As I walk back toward him, he manages to peel himself away from the leeches, I mean, parents surrounding him.

He joins me in the aisle, and we head for the door together.

“Lunch?” he grunts.

I shake my head. “Mrs. Dunlap is going to let me use the studio for a while. I’ll just grab something fast after.”

“Sure?”

I nod. “Yep.”

“Okay.”

“Okay.”

We don’t say another word until we’re outside, and I press the button to unlock my car.

“Drive safe,” he says, and then climbs into his own truck.

I turn the key in the ignition and mutter, “Good talking to you, Dad.”

It takes me ten minutes to get to the studio, a nondescript storefront in a strip mall.

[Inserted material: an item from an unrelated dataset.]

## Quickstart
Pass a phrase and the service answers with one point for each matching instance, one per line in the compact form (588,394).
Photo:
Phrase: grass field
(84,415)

Not exactly the height of culture, but it’s about all this town has to offer. And it’s been good to me. I’m careful to lock the door behind me and keep the lights off in the front so no one thinks we’re open. I choose the larger of the two studios and push open the door.

Breathing deep, I take in that indescribable smell of the studio. Sweat. Feet. Rosin wood from the barre. You’d think the smell would be unpleasant, but it’s not. It’s home.

Dance had started as a babysitting service while Dad had practice. He enrolled me in everything from piano lessons to Little League softball, so that I was occupied while he did his thing. I’m willing to bet he regrets that first dance class he dumped me in all those years ago.

I switch on the light and drop my bag by the door. Slipping off my street shoes, I dig out my lyrical sandals, which Mrs. Dunlap always calls dance paws. They leave my toes free and wrap just under the pad of my foot, giving me a better surface to spin and slide, but still allowing me the flexibility of being almost barefoot.